To the extent that you value technology-aided efficiency, reflection, and fantasy over everyday human interaction in different aspects of your life, you’ll gladly use AI. Where you prefer homespun humanity over AI-assisted efficiency, reflection, and fantasy, disregard it.

Choose. And if you don’t like how you experience how others use AI because it diminishes the human interaction you might have with them or their businesses, choose someone else, a different experience. (I know, you can’t always choose whether a bot is deciding whether you get a job interview or insurance coverage for a medical procedure, and there’s that deep fake thing, but that’s “change.” Adapt, and when you can, choose.)

Claim your humanity

Believe it or not, not everyone spends a lot of time online. Many prefer the vibration of a spruce top acoustic guitar to the raging blare of a Marshall amplifier. Some even still hand write letters and lick an envelope. Luddites? Or people getting great satisfaction from their everyday sense of humanity. Living their lives.
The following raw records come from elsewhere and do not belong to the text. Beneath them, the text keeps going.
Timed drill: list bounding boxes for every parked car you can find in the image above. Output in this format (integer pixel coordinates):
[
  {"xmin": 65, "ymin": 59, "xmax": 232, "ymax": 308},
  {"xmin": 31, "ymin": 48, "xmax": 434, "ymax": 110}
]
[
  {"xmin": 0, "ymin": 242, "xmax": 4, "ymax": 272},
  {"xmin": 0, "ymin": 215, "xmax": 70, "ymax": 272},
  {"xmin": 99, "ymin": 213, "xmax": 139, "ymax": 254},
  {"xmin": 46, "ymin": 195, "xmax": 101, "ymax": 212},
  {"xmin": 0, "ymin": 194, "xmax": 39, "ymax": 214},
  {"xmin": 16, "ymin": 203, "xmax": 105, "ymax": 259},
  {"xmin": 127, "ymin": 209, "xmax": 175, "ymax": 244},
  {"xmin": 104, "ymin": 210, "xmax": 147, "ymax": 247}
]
The tagline for AI, like for many technologies, should be “just because you can, doesn’t mean you should.” AI is here to stay and likely the attention it’s getting will be eclipsed by something new in the next 5-10 years, or sooner (quantum computing?). Decide where it will reside in your lived experience.

The bottom line: take control of your own humanity. Be the human you want to be. If everyone does that, the line where AI ends and humanity begins will be clear, certainly to you, and through cultural signaling, even to the most ardent of AI champions and purveyors.